It has to pay off the 600 million USD chunk it owes January 1st 2019, not to mention start paying for the R&D of Zen itself which is currently unaccounted for in its debt structure. AMD is in a deep financial hole that stretches 6 years into the past and 9 years into the future.

 

Skylake is no slouch in performance boost. In my AI class we've had to make an AI player for domineering. Simple game, yes, but the performance difference between the 6700s in my school's new lab machines and the 4960HQ in my MBPr for the same program is nearly 30% (in 25*F Ohio which nullifies throttling, and that's for a 6-second game of domineering on a 10x10 board with the same AI using CilkPlus for vectorizing the evaluation of the moveset at each level of the tree for both sides (multithreaded alpha-beta).
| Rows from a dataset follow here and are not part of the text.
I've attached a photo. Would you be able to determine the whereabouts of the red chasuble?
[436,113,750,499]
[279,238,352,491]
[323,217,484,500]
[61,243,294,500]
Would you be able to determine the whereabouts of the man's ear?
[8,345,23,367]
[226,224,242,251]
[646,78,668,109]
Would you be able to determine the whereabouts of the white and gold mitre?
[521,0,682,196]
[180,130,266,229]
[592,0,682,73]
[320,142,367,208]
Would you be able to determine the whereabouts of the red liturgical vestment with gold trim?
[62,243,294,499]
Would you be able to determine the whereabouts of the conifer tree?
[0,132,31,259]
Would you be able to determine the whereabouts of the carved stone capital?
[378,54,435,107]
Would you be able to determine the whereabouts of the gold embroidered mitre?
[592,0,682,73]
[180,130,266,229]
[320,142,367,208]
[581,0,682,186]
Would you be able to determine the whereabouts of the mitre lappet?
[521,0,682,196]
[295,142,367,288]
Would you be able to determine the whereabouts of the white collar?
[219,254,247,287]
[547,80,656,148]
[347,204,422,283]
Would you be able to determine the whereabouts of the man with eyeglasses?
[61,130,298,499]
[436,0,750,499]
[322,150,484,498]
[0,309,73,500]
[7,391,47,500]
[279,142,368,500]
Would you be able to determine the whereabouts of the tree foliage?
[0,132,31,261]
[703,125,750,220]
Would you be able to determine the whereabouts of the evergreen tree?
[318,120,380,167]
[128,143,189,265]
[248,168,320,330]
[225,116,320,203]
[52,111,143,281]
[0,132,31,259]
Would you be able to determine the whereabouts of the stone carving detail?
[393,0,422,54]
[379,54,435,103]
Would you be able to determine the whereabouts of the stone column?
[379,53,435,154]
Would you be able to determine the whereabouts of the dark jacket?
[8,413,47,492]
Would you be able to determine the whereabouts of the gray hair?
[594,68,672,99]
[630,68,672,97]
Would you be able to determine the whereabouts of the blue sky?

If software kept up, AMD wouldn't have been left standing after Ivy Bridge. I find it very disingenuous and/or ignorant for people to say Haswell and Skylake brought no meaningful performance improvements. I beg to differ and have the software to justify that point of view at my fingertips. Consumer software is not keeping up with what Intel has to offer. It hasn't kept up with AMD either to be fair (8 cores AMD mainstream vs. 4 Intel, and incredible vectorization from Intel vs. AMD's neglect of it until Zen). Kaby Lake provides a doubling of Skylake's vector capabilities(AVX 512). That's nothing to sneeze at. Ice Lake/Cannonlake will provide a new graphics architecture and tighter heterogeneous integration. 

 

It's not about rubbing it in. It's about being right and knowing what you know.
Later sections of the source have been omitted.